Reputation: 1885
Right now I am working on a python script to parse the My Clippings file generated by kindles when someone highlights, takes a note, or bookmarks. I am using regex to collect the data from the file, then I plan on storing it in a sqlite database. Right now though, I am having trouble matching the line that contains the title of the book and possibly an author.
There are three possibilities for this line. They can be in the format:
Title (Last, First)
Title (Author)
Title
What I want is for the regex to capture the title, and whatever is in the ending parenthesis if it exists, otherwise capture a blank string. So for example, I want the regex here to give me the results:
('Title', 'Last, First')
('Title', 'Author')
('Title', '')
Right now I managed to do a regex that captures the parenthesis, but not the titles without authors. Here is what I have now:
(.+) (?:\((.+)\)(?:\n|\Z))*
The only issue is that it requires that the line ends with an author, and if I give it an option to accept a blank string, it finds that the entire line is the title without an author. i.e.
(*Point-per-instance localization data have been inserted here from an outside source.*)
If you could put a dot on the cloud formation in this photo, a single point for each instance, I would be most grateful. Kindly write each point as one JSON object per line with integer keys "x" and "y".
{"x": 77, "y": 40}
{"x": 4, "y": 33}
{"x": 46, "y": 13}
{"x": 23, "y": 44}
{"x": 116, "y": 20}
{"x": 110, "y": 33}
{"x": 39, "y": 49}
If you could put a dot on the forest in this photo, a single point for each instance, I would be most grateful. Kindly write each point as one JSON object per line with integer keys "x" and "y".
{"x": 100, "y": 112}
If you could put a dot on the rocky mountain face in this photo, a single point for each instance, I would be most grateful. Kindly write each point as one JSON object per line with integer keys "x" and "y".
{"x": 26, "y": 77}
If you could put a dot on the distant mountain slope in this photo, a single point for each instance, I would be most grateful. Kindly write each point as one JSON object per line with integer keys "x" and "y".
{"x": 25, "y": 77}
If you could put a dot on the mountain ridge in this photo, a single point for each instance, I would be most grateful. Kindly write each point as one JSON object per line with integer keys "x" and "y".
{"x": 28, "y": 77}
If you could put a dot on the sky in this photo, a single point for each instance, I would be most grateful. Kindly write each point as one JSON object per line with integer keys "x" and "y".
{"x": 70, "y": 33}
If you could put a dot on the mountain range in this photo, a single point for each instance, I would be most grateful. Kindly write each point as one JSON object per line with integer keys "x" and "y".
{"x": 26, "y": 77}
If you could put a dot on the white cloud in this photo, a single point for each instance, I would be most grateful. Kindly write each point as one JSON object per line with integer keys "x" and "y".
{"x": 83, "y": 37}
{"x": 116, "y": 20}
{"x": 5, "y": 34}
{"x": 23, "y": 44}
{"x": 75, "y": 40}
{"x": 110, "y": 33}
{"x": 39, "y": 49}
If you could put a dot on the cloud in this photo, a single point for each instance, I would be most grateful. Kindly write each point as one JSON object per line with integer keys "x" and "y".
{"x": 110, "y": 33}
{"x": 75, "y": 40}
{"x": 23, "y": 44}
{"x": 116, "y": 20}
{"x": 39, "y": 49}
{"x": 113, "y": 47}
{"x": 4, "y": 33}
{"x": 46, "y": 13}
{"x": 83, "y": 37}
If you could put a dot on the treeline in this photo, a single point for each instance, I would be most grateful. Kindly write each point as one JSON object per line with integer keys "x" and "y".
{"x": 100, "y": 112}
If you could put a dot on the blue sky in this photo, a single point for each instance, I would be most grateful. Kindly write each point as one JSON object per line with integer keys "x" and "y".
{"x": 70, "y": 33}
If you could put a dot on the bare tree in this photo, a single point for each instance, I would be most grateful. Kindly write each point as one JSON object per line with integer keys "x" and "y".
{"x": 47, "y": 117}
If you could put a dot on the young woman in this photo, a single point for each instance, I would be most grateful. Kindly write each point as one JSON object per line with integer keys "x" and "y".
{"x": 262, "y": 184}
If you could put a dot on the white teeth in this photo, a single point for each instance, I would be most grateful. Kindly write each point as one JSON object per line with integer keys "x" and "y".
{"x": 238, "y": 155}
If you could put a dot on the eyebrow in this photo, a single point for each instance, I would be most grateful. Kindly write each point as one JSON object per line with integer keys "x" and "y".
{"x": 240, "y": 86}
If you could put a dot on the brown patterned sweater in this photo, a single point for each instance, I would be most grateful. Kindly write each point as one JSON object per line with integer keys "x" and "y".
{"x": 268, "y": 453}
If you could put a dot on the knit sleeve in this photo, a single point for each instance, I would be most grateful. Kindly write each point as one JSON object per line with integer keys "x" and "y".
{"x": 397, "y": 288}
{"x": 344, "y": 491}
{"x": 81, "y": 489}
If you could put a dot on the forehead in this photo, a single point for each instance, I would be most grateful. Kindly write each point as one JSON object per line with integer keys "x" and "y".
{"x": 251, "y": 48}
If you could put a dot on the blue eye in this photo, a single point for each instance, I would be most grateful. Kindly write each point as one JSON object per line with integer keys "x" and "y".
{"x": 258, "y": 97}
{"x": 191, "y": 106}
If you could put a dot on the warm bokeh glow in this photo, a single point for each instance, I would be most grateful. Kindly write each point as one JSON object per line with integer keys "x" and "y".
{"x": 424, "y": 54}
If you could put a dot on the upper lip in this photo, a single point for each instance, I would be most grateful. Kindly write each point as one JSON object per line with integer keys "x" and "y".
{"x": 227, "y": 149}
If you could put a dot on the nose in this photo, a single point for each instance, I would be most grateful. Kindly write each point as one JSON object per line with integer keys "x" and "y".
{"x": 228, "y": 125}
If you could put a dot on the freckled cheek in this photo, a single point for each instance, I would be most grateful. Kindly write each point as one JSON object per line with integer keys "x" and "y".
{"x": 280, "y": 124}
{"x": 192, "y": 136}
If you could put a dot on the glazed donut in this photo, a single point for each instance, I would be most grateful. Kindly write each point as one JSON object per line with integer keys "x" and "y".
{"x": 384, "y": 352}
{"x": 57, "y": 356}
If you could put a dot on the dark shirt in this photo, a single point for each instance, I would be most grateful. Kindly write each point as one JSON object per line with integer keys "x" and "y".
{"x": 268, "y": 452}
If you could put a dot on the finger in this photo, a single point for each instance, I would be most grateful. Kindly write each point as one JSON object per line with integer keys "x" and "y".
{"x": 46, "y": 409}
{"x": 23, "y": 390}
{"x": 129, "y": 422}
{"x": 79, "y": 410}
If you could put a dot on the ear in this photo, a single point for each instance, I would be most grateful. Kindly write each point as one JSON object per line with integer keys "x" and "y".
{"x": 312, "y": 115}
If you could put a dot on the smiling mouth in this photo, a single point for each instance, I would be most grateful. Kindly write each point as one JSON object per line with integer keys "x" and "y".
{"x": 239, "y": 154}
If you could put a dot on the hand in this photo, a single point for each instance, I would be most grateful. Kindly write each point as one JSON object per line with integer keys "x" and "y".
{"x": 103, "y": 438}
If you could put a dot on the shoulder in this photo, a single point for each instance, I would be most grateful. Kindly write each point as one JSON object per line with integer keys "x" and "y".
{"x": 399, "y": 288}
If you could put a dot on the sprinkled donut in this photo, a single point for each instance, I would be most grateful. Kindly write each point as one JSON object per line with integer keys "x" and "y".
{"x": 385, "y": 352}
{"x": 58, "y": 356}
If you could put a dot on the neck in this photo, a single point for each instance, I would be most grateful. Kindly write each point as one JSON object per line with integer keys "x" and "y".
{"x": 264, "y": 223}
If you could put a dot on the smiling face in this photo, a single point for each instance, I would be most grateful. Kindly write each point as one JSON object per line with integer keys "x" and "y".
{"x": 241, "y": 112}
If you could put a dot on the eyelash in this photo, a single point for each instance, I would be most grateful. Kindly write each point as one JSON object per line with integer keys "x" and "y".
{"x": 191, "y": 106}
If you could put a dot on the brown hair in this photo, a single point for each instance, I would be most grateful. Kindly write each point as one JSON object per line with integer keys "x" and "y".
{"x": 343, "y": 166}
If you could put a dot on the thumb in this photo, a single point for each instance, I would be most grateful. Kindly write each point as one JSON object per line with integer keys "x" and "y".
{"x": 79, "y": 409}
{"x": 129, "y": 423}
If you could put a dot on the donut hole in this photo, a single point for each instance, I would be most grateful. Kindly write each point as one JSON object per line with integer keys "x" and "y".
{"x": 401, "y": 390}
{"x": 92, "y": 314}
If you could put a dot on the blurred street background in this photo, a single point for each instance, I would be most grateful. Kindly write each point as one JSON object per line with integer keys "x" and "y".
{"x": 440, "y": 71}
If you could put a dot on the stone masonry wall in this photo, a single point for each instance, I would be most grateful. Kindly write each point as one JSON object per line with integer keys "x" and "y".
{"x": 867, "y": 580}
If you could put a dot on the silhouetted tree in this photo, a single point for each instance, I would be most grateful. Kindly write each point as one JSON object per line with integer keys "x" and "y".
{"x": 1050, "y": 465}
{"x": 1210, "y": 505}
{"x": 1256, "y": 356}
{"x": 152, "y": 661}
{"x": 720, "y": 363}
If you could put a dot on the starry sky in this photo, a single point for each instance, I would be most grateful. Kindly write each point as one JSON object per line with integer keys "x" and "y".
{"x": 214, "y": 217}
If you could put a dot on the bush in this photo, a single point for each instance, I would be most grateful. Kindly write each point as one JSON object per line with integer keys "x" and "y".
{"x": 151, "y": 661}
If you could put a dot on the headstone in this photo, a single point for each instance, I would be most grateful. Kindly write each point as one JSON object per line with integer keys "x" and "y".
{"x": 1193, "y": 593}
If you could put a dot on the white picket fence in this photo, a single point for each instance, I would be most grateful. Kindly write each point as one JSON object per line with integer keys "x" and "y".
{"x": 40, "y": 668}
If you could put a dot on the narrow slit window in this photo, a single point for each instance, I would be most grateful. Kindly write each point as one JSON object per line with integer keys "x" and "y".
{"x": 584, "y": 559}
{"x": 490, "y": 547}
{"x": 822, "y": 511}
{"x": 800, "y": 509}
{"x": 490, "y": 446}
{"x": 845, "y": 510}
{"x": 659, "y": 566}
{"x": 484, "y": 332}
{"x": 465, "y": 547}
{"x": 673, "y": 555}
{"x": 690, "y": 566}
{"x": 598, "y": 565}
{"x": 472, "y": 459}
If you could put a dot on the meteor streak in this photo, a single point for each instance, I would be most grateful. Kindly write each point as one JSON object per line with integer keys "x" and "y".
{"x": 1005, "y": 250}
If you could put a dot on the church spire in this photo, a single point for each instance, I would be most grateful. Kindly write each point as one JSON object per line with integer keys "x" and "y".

('Title (Last, First)', '')
('Title (Author)', '')
('Title', '')
Upvotes: 2
Views: 955
Reputation: 28305
Here's my version, which is very similar to Jerry's, but perhaps a little safer:
(\w+?)(?:\s?\(([\w,\s]*)\))?$
This covers a few more cases such as indentation, missing a space before the brackets, and empty brackets.
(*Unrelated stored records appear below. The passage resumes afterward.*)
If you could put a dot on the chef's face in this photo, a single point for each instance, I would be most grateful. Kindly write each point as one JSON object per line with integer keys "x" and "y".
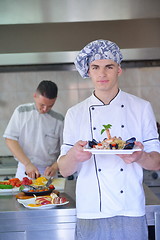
{"x": 43, "y": 104}
{"x": 104, "y": 74}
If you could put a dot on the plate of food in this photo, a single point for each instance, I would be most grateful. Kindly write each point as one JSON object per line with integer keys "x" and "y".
{"x": 114, "y": 151}
{"x": 37, "y": 192}
{"x": 45, "y": 202}
{"x": 112, "y": 145}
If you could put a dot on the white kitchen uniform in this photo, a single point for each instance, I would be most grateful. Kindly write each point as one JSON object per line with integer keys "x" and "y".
{"x": 40, "y": 135}
{"x": 106, "y": 185}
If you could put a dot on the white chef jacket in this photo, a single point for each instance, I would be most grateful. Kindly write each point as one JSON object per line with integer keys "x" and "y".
{"x": 39, "y": 135}
{"x": 106, "y": 185}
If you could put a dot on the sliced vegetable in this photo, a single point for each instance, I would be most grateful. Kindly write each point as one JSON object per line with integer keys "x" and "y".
{"x": 106, "y": 128}
{"x": 4, "y": 186}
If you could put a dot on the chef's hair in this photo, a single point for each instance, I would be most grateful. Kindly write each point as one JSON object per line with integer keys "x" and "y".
{"x": 47, "y": 89}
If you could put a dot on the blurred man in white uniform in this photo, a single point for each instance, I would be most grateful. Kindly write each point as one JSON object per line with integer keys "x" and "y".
{"x": 34, "y": 133}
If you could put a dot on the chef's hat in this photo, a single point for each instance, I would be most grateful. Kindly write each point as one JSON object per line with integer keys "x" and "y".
{"x": 99, "y": 49}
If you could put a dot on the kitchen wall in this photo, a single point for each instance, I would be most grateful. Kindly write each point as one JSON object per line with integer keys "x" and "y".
{"x": 18, "y": 87}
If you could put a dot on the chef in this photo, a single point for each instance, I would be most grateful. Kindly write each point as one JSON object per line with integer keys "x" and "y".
{"x": 34, "y": 133}
{"x": 109, "y": 194}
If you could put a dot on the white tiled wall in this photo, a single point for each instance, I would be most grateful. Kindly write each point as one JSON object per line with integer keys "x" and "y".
{"x": 18, "y": 88}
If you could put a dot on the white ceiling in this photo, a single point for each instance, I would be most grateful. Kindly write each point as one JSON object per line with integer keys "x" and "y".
{"x": 52, "y": 31}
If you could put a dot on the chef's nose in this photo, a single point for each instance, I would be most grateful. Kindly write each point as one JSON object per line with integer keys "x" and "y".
{"x": 102, "y": 72}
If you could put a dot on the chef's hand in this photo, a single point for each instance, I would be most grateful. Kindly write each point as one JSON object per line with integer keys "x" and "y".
{"x": 51, "y": 170}
{"x": 32, "y": 171}
{"x": 135, "y": 156}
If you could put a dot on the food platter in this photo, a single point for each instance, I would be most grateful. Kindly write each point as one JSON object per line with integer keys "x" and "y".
{"x": 111, "y": 151}
{"x": 41, "y": 193}
{"x": 25, "y": 203}
{"x": 12, "y": 190}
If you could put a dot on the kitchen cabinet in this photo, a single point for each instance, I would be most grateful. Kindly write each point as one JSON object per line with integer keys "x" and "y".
{"x": 19, "y": 223}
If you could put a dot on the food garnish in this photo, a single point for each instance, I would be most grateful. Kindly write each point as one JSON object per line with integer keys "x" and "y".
{"x": 112, "y": 142}
{"x": 51, "y": 199}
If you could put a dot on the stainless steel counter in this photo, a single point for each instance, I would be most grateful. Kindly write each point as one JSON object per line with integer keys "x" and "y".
{"x": 19, "y": 223}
Here's a demo: http://www.rubular.com/r/8C1pireOwV
Upvotes: 1
Reputation: 7944
With a file like:
Title (Last, First)
Title (Author)
Title
Title ()
Title ()
The Title (Bob, Jones)
The following:
import re
matches = []
with open('file.txt') as f:
for line in f:
matches.append(re.match(r'^\s*([\w\s]+) \(?(.*?)\)?$',line).groups())
for m in matches:
print m
('Title', 'Last, First')
('Title', 'Author')
('Title', '')
('Title', '')
('Title', '')
('The Title', 'Bob, Jones')
>>>
Will produce your desired result.
Upvotes: 1
Reputation: 71538
If you try to match line by line, you can use this regex:
^(.+?)(?: \((.+)\))?$
I added the start of line anchor and end of line anchor, then put the space in the first non-capturing group, so that the title without any other details can be captured. I changed the *
operator to ?
, since I don't think you'll have more than one pair of brackets. Change if you think you do have more.
I removed the second non capturing group as the end of line anchor will ensure it's the end of the line.
Demo here.
Upvotes: 1